A broken AC system is every driver’s worst nightmare in the summer. When it’s hot outside, it gets even hotter inside your car. On a mild day when the outside temperature is around 70 degrees Fahrenheit, temperatures inside your car can climb up to 110 degrees F or higher after being parked in the sun for an hour or so. If outside temperatures reach 90 degrees F, your car’s interior temperature can easily spike up to 150 degrees F. Without the instant relief of AC, stepping into a car that is way over 100 degrees F inside can feel absolutely unbearable.
Not only is this extreme heat severely uncomfortable, it can also be very dangerous for pets, children, elderly individuals, and other sensitive passengers. So what should you do if your car’s AC does go out this summer? If you don’t have the time or cash to get the AC system in your car replaced right away, that doesn’t mean you have to suffer in blistering heat every time you drive your car on a hot day. Instead, check out these top five ways to survive driving this summer if your car’s AC system is broken.
1. Roll the Windows Down
Rolling down your car’s windows to cool down its interior might seem obvious, but it is a very effective solution that not enough drivers take advantage of correctly when their car’s AC is broken. It’s important to keep driving after you roll your windows down if you want your car to cool down quickly. Driving keeps air circulating and reduces the temperature of your car’s interior faster.
Be careful when rolling your windows down. Keeping your windows open when you’re traveling at high speeds can waste gas and put you at risk of getting hit by rocks or other rubble on the road. Roll your windows down when you’re driving on suburban or city streets to cool down your car. When you merge onto the highway, roll your windows back up to preserve your gas and protect your face from flying debris.

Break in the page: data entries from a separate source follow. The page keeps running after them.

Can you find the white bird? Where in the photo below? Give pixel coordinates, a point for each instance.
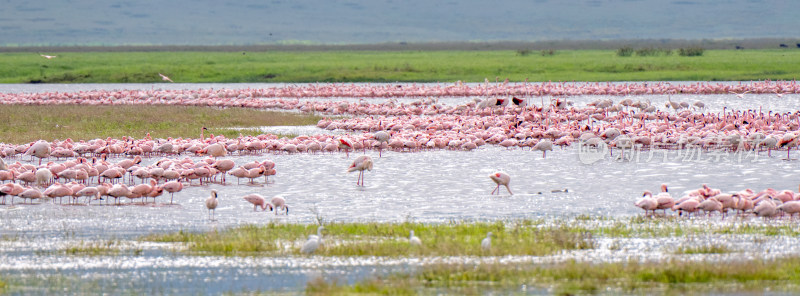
(501, 178)
(313, 242)
(310, 245)
(279, 203)
(414, 240)
(363, 162)
(211, 204)
(486, 243)
(165, 78)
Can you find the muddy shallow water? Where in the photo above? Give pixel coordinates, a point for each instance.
(429, 186)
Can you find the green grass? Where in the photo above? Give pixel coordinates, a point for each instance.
(524, 237)
(568, 278)
(391, 66)
(384, 239)
(24, 124)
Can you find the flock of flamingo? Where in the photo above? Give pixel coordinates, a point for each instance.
(504, 114)
(768, 203)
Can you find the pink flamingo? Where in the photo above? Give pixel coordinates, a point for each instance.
(257, 200)
(172, 187)
(165, 78)
(363, 162)
(501, 178)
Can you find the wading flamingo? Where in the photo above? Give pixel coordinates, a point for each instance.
(361, 163)
(501, 178)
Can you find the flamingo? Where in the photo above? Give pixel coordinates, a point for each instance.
(30, 193)
(164, 77)
(544, 145)
(501, 178)
(258, 200)
(647, 202)
(172, 187)
(40, 149)
(211, 204)
(363, 162)
(119, 190)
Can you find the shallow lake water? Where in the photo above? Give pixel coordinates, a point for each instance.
(428, 186)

2. Invest in a Portable Air Conditioner or Cooling Fan
A portable air conditioner or cooling fan can act as an affordable temporary cooling system when your car’s AC is broken.
Buying a portable air conditioner or cooling fan is one of the most effective ways to cool down your car when your AC isn’t working, but it can be expensive. Before you invest in a portable cooling system, check with your local repair shop to determine whether portable cooling is more affordable for your vehicle than just getting your car’s original AC system replaced.

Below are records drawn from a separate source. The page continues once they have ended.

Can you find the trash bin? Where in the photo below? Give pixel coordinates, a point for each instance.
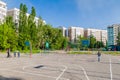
(18, 54)
(14, 54)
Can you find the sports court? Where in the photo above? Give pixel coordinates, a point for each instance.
(60, 67)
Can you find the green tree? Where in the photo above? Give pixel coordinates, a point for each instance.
(118, 39)
(92, 41)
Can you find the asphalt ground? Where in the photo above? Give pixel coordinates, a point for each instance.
(59, 67)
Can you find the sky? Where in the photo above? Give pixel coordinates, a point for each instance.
(82, 13)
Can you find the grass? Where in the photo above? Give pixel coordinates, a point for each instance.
(79, 52)
(94, 52)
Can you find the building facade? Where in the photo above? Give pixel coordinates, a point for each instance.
(74, 33)
(100, 35)
(3, 11)
(113, 31)
(64, 31)
(15, 14)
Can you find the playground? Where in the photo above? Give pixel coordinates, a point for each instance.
(59, 66)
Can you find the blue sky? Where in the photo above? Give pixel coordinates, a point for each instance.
(84, 13)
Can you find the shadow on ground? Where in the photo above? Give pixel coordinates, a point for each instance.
(5, 78)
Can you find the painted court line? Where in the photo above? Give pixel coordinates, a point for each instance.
(62, 73)
(59, 77)
(85, 73)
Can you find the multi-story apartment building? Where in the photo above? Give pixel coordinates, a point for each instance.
(3, 11)
(100, 35)
(64, 31)
(113, 31)
(74, 33)
(15, 14)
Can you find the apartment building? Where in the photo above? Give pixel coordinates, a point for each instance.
(75, 32)
(3, 11)
(113, 31)
(64, 31)
(15, 14)
(100, 35)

3. Get Your Windows Tinted
Tinting your car’s windows can reduce the temperature of your car’s interior by up to 45 degrees F on a hot day. Anyone who has experienced both 65-degree F weather and 110-degree F weather can understand what a significant difference that is.
Getting your car’s windows tinted isn’t super cheap, but it’s definitely more affordable than getting your entire AC system replaced. Window tinting usually costs anywhere between $100 to $200.
4. Cover Up What You Can
Covering up the interior of your car can significantly reduce its temperature. The seats, seat belts, and steering wheel of your car tend to heat up the most, especially if your car has a leather interior. Investing in affordable covers for your car’s seats, seat belts, and steering wheel can cool down your car’s interior and prevent you from burning your hands every time you try to buckle your seat belt.
You should always try to park in the shade whenever possible to keep your car cool and protect its exterior and interior from sun damage. When your car’s AC is broken, finding a shady spot to park or parking in a covered structure is especially important. If you park your car outside in the sun at home, you can also purchase an exterior car cover to use as a barrier between your car and the sun.
5. Get a Quick Fix
Malfunctioning AC doesn’t necessarily mean that your car’s entire AC system needs to be replaced. Sometimes, fixing the AC in your car just requires a quick fix that takes much less time and costs much less money.
A common problem that can cause your car’s AC to malfunction is a dirty cabin air filter. Getting your cabin air filter replaced usually doesn’t cost more than $15 to $25, and you can even replace it yourself with minimal tools and knowledge of car repair. Another quick-fix issue is a cooling fan relay that has burnt connectors or is corroded. A cooling fan relay replacement is slightly more expensive than a cabin air filter replacement–it usually costs between $80 to $150–but it’s still affordable compared to getting your car’s entire AC system replaced.